Slice the chilled log of dough, bake and eat!
You may have noted that I didn't follow the recipe directions here - I don't keep a food processor on my counter, and although that makes this recipe easier, this is a recipe that is easily adapted to a hand mixer - or even just a sturdy spoon.

Wednesday, December 2, 2009

College Cookies

I like magazines, and I also like cookies. I'll at least glance through a free magazine for things that might be useful, like cookie recipes, and as luck would have it, MORE Magazine came through with a free issue distributed at the MORE Magazine Marathon and Half Marathon Expo. And it involved butterscotch, which I never use, so I pulled it out for the start of cookie season!

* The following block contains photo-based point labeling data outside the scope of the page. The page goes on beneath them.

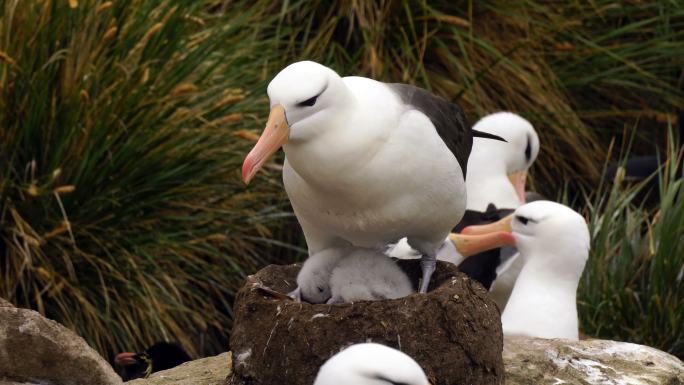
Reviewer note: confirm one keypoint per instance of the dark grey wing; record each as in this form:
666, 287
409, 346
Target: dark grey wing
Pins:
447, 118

The recipe is a fairly basic creaming of butter, sugar and milk at the start, followed by adding eggs, then spices, flour and leavening:

Then a few treats: oats, raisins, nuts and then butterscotch chips:

The resulting complex and sweet cookie is a keeper for my recipe box:

Saturday, September 26, 2009

Chocolate Chip Cookies with Semi and White Chocolate Chips and Macadamia Nuts

Sometimes I just want plain chocolate chip cookies. Other times, I would be content to eat the cookie dough:

I decided to take classic chocolate chip cookies and use a mixture of white and semi-sweet chocolate chips, with a few macadamia nuts for good measure, in these not so classic chocolate chip cookies:

I used a King Arthur Flour recipe that, sadly, is not online, just to try a different method. This recipe starts with sugars creamed with butter, here, dark brown and regular sugar:

Next, egg, added one at a time:

After that the leavening is mixed into the wet ingredients before the flour is added:

And finally, flour:

I then added all of the chocolate chips and nuts:

Once they were baked and cooled, I decided that an ice cream sandwich was in order!